Cleaning up challenges
- - - - - - - - - - - - - - - - - - - - - - - - - - - - - - - - - - - - - - - -
new certificate deployed with reload of apache server; fullchain is
/etc/letsencrypt/live/www.sme62.org/fullchain.pem
- - - - - - - - - - - - - - - - - - - - - - - - - - - - - - - - - - - - - - - -
- - - - - - - - - - - - - - - - - - - - - - - - - - - - - - - - - - - - - - - -
Congratulations, all simulated renewals succeeded:
/etc/letsencrypt/live/enfeedia.com/fullchain.pem (success)
/etc/letsencrypt/live/sme62.org/fullchain.pem (success)
/etc/letsencrypt/live/www.sme62.org/fullchain.pem (success)
- - - - - - - - - - - - - - - - - - - - - - - - - - - - - - - - - - - - - - - -
My web server is (include version): Apache/2.4.6 (CentOS)
The operating system my web server runs on is (include version): CentOS Linux release 7.9.2009 (Core)
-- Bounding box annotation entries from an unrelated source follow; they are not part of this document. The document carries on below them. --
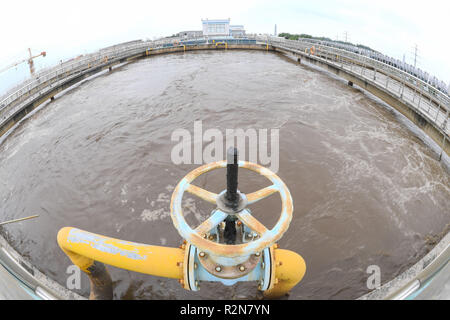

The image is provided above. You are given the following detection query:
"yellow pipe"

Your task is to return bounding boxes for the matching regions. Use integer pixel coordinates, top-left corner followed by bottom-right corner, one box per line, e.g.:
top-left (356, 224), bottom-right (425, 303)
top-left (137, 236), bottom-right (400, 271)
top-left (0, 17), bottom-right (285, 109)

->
top-left (264, 249), bottom-right (306, 299)
top-left (58, 227), bottom-right (184, 279)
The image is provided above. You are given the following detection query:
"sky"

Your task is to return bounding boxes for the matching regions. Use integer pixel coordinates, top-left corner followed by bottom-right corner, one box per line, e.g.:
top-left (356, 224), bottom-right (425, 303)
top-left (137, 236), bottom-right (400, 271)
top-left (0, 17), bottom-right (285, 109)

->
top-left (0, 0), bottom-right (450, 94)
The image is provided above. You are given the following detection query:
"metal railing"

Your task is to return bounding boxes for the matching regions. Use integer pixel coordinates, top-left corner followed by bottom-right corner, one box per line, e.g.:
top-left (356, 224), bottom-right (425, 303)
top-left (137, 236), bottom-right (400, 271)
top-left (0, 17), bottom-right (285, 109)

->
top-left (0, 35), bottom-right (450, 136)
top-left (257, 36), bottom-right (450, 136)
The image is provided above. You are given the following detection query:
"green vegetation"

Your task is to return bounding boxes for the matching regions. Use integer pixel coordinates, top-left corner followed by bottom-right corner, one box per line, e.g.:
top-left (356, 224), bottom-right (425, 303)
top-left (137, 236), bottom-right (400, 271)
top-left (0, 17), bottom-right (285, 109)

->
top-left (278, 32), bottom-right (376, 51)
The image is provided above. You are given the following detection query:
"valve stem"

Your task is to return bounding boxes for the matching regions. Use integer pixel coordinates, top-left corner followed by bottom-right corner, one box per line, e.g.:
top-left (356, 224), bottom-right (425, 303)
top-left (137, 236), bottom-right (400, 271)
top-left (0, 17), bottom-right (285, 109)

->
top-left (225, 147), bottom-right (239, 207)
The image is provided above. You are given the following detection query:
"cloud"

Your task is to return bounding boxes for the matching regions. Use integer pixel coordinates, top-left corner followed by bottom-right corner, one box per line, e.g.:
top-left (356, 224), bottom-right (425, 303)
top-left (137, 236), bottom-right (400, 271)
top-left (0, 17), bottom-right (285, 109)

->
top-left (0, 0), bottom-right (450, 87)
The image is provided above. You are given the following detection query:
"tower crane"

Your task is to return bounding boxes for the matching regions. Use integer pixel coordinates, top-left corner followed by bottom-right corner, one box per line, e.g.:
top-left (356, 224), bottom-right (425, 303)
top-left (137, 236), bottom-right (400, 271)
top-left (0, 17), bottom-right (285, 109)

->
top-left (0, 48), bottom-right (47, 75)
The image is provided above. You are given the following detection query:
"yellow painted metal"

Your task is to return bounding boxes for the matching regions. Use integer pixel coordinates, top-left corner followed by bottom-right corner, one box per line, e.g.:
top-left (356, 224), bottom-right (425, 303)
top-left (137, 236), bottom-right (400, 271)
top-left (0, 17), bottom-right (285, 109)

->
top-left (264, 249), bottom-right (306, 298)
top-left (58, 227), bottom-right (184, 279)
My hosting provider, if applicable, is: not relevant to question
I can login to a root shell on my machine (yes or no, or I don't know): yes
I'm using a control panel to manage my site (no, or provide the name and version of the control panel): no
The version of my client is (e.g. output of certbot --version
or certbot-auto --version
if you're using Certbot): certbot 1.11.0
I have certbot successfully installed for a number of domains, with and without
"www", e.g. example1.com, www.example1.com, example2.com, www.example2.com. and so on.
(1) How do I add more domains like the examples above. I'm extremely nervous of causing harm to my stable setup!
(2) Can I add wildcard domains notwithstanding already having "www" domains, e.g., can I add *.example1.com even though I already have www.example1.com? Do I need to first delete www.example1.com
(3) How do I even add wildcard domains to the existing certificarte? I suspect the best thing is to point me to precise documentation to answer this.
(4) How do I delete selected domains? Ditto about pointing me to documentation.
(5) I don't understand why www.sme62.org was singled out to apparently re-do the challenge/verification given it's already in the list of domains.
(6) Instead of adding domains to the existing certificate, is it better, even possible, to create a new cert for the domain(s) to be added, all in same server/IP.
Thank you for your help on this. I'm obviously a novice on all things SSL and certs. And here I am contemplating additions/deletions of domains having customers happily presenting their websites to the world. Detailed instructions will be very much appreciated.